Album: Comfort – What’s Bad Enough? review

by Maria Sledmere

Defiant, genre-bending and blisteringly intimate, Comfort’s new album is an assured triumph

Following the sibling duo’s 2019 debut, Not Passing, new record What’s Bad Enough? was produced with Tony Doogan (Mogwai, Belle & Sebastian, Teenage Fanclub) and scintillates with entropy, as themes of chronic injustice, grind culture, bigotry and transphobia coalesce in an energy field which is constantly switching up its pace, hooks and rhythm. There’s not a moment to rest.

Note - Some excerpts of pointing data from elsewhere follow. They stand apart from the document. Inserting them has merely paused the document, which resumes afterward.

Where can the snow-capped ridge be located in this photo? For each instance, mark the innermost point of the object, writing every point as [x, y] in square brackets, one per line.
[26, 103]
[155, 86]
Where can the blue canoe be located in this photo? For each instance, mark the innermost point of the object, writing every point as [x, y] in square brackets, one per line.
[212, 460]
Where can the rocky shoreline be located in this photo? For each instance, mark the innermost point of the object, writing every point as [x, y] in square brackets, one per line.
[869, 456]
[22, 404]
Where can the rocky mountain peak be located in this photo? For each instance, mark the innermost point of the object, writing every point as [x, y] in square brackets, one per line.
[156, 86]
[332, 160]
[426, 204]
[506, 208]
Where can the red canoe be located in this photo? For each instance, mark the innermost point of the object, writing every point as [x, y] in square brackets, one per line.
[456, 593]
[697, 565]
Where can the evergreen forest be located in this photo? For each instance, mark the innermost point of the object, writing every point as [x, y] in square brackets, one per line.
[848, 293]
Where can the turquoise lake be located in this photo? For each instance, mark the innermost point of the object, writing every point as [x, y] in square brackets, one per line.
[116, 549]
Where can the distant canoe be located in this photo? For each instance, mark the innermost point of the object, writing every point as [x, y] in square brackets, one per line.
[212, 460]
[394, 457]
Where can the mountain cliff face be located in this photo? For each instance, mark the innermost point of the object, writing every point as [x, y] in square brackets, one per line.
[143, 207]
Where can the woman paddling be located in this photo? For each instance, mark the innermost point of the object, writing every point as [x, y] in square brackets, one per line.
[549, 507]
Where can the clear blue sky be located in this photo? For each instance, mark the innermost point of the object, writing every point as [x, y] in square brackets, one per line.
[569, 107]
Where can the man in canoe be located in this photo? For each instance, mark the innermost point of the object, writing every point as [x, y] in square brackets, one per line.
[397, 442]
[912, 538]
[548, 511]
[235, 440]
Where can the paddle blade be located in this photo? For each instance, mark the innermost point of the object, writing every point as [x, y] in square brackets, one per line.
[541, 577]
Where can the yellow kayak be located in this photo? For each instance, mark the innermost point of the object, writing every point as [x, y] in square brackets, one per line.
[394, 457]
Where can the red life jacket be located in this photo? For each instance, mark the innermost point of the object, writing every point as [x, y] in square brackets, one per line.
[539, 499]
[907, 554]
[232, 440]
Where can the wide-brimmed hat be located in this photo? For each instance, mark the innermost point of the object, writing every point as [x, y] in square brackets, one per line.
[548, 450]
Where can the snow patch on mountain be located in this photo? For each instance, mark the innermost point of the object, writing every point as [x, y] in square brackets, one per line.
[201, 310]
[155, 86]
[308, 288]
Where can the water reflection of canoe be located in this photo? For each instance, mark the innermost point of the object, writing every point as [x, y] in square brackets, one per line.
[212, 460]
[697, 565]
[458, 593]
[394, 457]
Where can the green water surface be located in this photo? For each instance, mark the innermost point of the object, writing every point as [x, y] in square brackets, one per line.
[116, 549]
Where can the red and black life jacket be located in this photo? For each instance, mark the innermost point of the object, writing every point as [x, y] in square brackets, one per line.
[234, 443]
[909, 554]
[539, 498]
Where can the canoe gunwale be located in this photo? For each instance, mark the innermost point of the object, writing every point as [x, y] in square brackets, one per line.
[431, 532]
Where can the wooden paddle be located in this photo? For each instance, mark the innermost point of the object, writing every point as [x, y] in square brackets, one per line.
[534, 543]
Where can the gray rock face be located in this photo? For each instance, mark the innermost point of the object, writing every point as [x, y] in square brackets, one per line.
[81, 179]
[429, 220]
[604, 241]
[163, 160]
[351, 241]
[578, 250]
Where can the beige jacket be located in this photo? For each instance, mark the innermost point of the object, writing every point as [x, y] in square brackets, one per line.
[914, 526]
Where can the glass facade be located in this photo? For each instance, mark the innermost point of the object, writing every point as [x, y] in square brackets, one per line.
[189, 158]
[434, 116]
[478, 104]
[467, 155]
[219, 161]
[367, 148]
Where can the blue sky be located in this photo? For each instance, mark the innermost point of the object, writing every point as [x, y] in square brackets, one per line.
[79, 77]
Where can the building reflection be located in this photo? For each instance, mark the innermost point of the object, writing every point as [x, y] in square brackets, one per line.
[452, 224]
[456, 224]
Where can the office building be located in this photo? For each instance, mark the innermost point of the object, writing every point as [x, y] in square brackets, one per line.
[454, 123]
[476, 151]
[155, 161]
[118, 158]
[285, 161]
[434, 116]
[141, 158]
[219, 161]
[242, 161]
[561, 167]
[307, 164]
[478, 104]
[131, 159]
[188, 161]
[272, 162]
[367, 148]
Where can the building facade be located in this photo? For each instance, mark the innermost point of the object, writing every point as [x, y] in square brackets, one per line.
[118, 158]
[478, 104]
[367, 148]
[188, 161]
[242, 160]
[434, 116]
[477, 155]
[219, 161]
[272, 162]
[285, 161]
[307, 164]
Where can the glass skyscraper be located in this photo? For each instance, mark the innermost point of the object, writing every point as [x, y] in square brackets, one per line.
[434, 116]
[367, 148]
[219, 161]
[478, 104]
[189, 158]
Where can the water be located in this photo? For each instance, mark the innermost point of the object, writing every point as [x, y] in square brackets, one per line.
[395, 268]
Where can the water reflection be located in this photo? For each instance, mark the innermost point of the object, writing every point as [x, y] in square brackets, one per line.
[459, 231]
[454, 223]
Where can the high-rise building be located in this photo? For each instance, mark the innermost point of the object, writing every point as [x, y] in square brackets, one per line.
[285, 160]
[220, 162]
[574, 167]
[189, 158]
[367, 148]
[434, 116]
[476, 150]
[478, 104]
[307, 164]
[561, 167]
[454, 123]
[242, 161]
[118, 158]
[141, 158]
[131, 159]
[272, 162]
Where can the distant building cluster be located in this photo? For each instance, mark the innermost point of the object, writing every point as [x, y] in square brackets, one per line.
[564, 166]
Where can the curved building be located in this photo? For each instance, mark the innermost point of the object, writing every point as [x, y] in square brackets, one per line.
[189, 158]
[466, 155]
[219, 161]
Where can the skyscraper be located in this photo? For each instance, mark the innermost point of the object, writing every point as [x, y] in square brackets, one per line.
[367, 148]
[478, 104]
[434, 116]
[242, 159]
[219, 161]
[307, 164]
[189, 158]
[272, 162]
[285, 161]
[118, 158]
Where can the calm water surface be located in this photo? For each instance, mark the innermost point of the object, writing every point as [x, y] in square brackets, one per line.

 Decrying patriotic conformity, billionaire money lust and more, Comfort exude confidence in forging glitchy, punk-inflected landscapes which rework hip hop into the flow and turmoil of daily life under chronic austerity and paranoid backlash. The record wants to swallow all of it whole — society-induced body dysphoria, toxic journalism and the pressure to conform — and vomit the undigest of rainbow capitalism in a cascade of synth yawps and rhetorical questions. Frontwoman, Natalie McGhee, has a knack for condensing this many-tabbed-hellscape into frank statements: ‘I’m not being cynical / It’s a cynical world’ (Too Many to Count), ‘measuring myself in the units of other people’ (One Size Fits All), ‘I want to be fragile without fear’ (Wild and Fragile).

Comfort are a galvanising live band and that stimulating cocktail of improvisation, trust and sonic chemistry is palpable on the record. Constantly oscillating between tenderness and rage, What’s Bad Enough? stays true to the lifeblood of its satire and sharp commentary. In a time of perpetual distraction and backlash, where ‘24hour panic machines are on’ (Too Many to Count), Comfort summon other forms of commencement, beauty and refusal from which desire can flourish in multitudes.